T-rex buffs take note. The Smithsonian Institution will soon release a scan of a Tyrannosaurus rex skeleton that can be printed in 3D at home. The Smithsonian is among museums around the world that are using 3D scanning and printing to help restore and preserve collections and make art and artifacts more accessible.
In July, the Smithsonian American Art Museum will display 19th century sculptor Hiram Powers' Greek Slave along with a video of how it was 3D scanned. Visitors will be able to download the image and make copies from home on 3D printers. "In a way, it's democratising the collection," said Karen Lemmey, curator of sculpture at the museum in Washington.
Galleries are using the imaging to collect data on objects that can later be used to construct and print digital three-dimensional models. While less than 1 per cent of all art globally has been scanned, the process is gaining traction, according to scanning software maker Autodesk Inc. And while the quality of replicas is improving, it's not to the degree where there's concern about forgeries, experts agree.
The destruction of art in war-torn regions and vandalism in general may spur even more museums to use 3D imaging. In February, Islamic militants demolished ancient sculptures and artifacts at a museum in the northern Iraqi city of Mosul. Fourteen years ago, the Taliban blew up the Buddhas of Bamiyan, two giant sixth-century statues carved into a cliff in Afghanistan.
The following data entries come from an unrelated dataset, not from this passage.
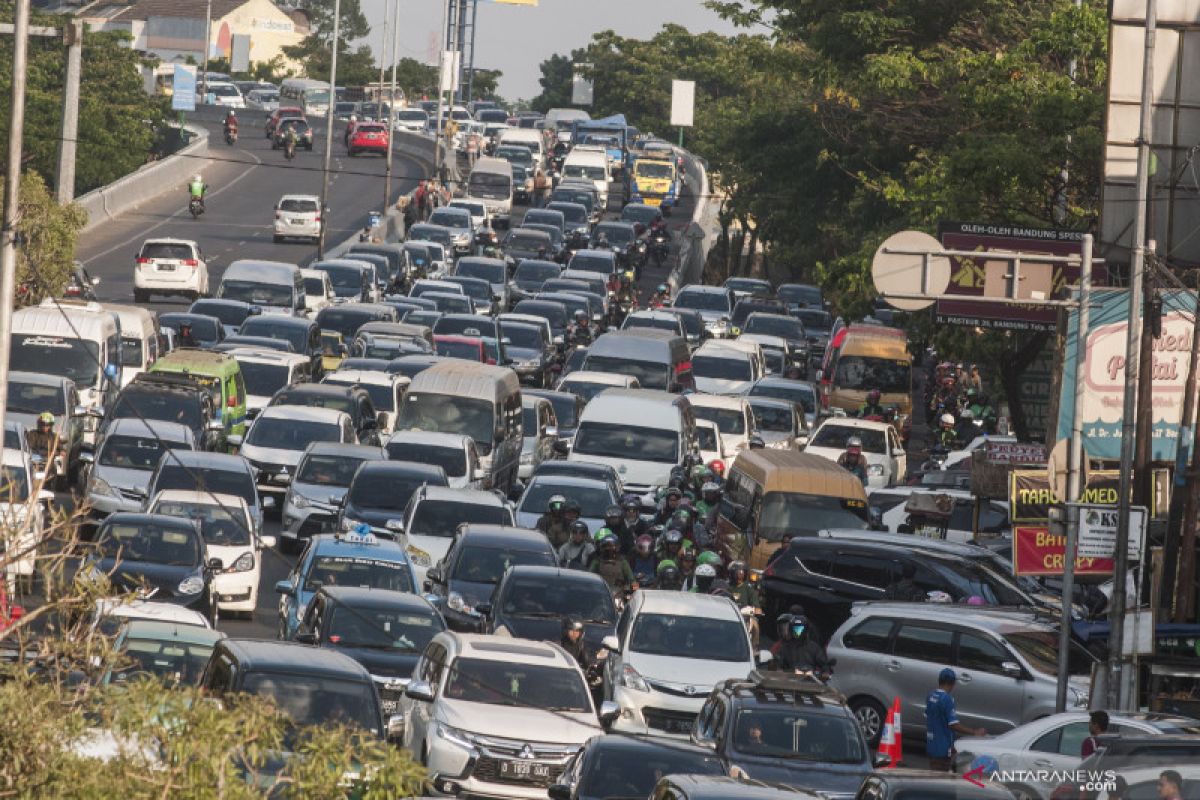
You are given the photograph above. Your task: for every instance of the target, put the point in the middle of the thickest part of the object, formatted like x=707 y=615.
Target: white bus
x=310 y=95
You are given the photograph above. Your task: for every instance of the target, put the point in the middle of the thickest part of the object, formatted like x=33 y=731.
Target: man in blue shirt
x=942 y=722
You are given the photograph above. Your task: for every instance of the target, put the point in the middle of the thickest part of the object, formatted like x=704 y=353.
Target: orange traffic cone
x=889 y=741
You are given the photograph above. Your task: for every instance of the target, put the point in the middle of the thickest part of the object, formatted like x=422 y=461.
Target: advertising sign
x=1105 y=377
x=967 y=275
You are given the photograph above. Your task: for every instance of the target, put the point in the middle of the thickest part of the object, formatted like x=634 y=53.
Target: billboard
x=1102 y=403
x=967 y=275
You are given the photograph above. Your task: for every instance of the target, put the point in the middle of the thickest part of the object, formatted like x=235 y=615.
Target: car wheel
x=870 y=716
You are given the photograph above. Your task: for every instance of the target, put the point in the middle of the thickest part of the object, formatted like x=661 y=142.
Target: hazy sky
x=517 y=38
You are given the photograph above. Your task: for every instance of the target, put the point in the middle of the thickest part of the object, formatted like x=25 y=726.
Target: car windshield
x=731 y=421
x=795 y=734
x=150 y=543
x=382 y=629
x=450 y=414
x=721 y=368
x=329 y=469
x=526 y=686
x=769 y=325
x=261 y=294
x=219 y=525
x=318 y=701
x=489 y=564
x=151 y=404
x=442 y=517
x=285 y=433
x=615 y=440
x=786 y=512
x=867 y=373
x=451 y=459
x=135 y=452
x=264 y=379
x=36 y=398
x=593 y=499
x=649 y=374
x=583 y=600
x=837 y=435
x=690 y=637
x=55 y=355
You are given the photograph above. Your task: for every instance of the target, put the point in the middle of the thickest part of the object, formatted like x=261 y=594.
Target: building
x=173 y=30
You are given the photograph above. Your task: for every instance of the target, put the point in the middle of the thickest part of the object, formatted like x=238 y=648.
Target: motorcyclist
x=852 y=459
x=579 y=551
x=799 y=651
x=871 y=407
x=613 y=569
x=553 y=523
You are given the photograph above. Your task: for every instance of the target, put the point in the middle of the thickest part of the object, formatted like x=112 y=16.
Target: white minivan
x=641 y=433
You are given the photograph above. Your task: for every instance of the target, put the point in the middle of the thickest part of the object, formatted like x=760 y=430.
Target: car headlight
x=631 y=679
x=245 y=563
x=419 y=557
x=191 y=585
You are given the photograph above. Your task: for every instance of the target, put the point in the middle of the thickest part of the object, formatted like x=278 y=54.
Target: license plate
x=525 y=770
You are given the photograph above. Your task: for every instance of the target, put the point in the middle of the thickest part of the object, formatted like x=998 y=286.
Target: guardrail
x=148 y=181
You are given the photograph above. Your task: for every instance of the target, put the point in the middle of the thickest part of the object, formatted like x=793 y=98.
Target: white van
x=591 y=166
x=641 y=433
x=528 y=138
x=139 y=340
x=81 y=341
x=275 y=287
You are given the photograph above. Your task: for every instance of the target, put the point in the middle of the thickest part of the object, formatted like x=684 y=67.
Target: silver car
x=1007 y=665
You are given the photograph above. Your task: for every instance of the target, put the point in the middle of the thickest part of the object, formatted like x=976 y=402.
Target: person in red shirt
x=1097 y=725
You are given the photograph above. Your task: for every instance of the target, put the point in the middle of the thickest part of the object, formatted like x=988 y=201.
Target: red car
x=367 y=137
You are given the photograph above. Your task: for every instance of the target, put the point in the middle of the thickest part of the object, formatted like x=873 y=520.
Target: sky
x=517 y=38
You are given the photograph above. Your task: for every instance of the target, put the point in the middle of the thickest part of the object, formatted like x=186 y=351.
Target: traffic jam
x=508 y=494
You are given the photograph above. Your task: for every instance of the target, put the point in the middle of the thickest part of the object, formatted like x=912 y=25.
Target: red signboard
x=967 y=275
x=1037 y=552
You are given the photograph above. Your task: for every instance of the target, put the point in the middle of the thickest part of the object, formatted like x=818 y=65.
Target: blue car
x=351 y=559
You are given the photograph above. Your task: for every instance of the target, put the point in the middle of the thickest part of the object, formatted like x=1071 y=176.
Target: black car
x=159 y=558
x=616 y=765
x=172 y=398
x=385 y=631
x=828 y=576
x=478 y=558
x=784 y=728
x=354 y=401
x=532 y=601
x=381 y=491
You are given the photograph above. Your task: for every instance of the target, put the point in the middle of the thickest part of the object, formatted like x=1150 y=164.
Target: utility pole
x=329 y=130
x=72 y=36
x=12 y=194
x=1119 y=693
x=395 y=58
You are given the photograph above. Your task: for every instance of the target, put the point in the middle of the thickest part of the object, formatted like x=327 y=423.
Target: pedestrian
x=1097 y=723
x=942 y=722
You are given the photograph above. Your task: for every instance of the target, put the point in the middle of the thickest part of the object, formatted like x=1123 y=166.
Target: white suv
x=495 y=716
x=298 y=216
x=169 y=266
x=671 y=648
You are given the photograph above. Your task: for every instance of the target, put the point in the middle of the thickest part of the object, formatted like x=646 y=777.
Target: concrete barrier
x=148 y=181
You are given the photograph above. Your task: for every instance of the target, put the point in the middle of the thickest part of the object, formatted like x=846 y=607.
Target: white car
x=298 y=216
x=1053 y=746
x=886 y=458
x=495 y=716
x=169 y=266
x=229 y=535
x=670 y=650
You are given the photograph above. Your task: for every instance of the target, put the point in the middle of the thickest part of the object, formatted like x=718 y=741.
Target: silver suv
x=1007 y=663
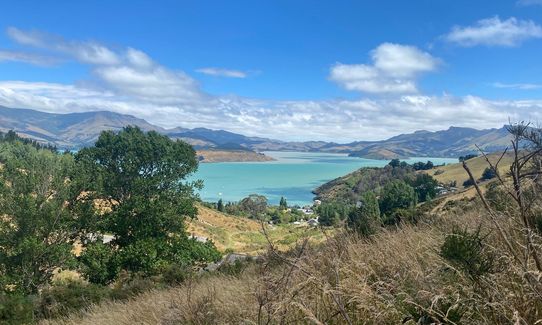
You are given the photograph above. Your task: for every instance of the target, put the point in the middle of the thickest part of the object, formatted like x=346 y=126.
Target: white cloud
x=332 y=120
x=522 y=86
x=530 y=2
x=220 y=72
x=127 y=72
x=495 y=32
x=16 y=56
x=133 y=83
x=394 y=70
x=86 y=52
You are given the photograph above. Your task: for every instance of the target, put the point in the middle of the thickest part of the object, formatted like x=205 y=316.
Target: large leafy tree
x=255 y=205
x=396 y=195
x=141 y=177
x=425 y=187
x=41 y=215
x=366 y=216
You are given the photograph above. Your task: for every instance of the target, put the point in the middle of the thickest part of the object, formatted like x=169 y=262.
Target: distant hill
x=77 y=130
x=453 y=142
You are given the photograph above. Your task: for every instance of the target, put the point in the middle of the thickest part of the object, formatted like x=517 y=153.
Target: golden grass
x=392 y=278
x=455 y=172
x=243 y=235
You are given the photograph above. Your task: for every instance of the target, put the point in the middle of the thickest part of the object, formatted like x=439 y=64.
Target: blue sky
x=294 y=70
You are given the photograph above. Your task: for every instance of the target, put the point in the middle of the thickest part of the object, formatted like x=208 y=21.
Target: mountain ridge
x=76 y=130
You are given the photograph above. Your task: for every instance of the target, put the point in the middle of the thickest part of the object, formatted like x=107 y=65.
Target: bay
x=293 y=175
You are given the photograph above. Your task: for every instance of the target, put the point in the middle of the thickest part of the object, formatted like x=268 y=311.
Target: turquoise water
x=293 y=175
Even in the Netherlands, bronze sculptures are being stolen from city squares and sold for scrap, said Tonny Beentjes, a member of the conservation faculty at the University of Amsterdam. "3D scanning is a preventative measure," Beentjes said. "If we take a record now, at least we have something to go back to."
So far, the technology isn't stirring anxiety about misuse in the art world. "It would be much easier to fake money than to fake art," said Adam Lowe, founder of digital art preservation company Factum Arte. "It's much more difficult to fake a painting with 3D printing technology than to do it by hand" with a paintbrush, he said.
While non-experts might be hoodwinked by a fake, anyone with knowledge of oil painting would quickly know the difference, said Tim Zaman, a researcher at Delft University of Technology, who with Canon Inc. subsidiary Oce has created copies of paintings by van Gogh and Rembrandt. 3D-printed paintings lack the opacity and reflection of oils, which are covered with lacquer, Zaman said. Sculpture copies might have different colours and textures than the original because of the limited materials available for printers.
Imaging has opened a world of possibilities for restorers. Beentjes, at the University of Amsterdam, used a scan to rebuild a leg on a vandalised Rodin sculpture. He also fixed a Roman mask missing a left cheek and ear by scanning the right side of the face and mirror-imaging it. Factum Arte, based in Madrid, is using 3D scanning techniques to recreate an altarpiece from Bologna, Italy. It was divided and sold in the 1700s, and its 16 painted panels are now at nine different museums in Europe and the US. "We are gradually recording all of them to be able to reconstruct the altarpiece," said Lowe, whose team also built a replica of Tutankhamun's tomb that opened to the public last year in Luxor, Egypt.
San Diego-based artist Cosmo Wenman scanned the armless Venus de Milo, a star attraction at the Louvre in Paris, and is in the process of 3D printing a replica - with appendages attached - for a client.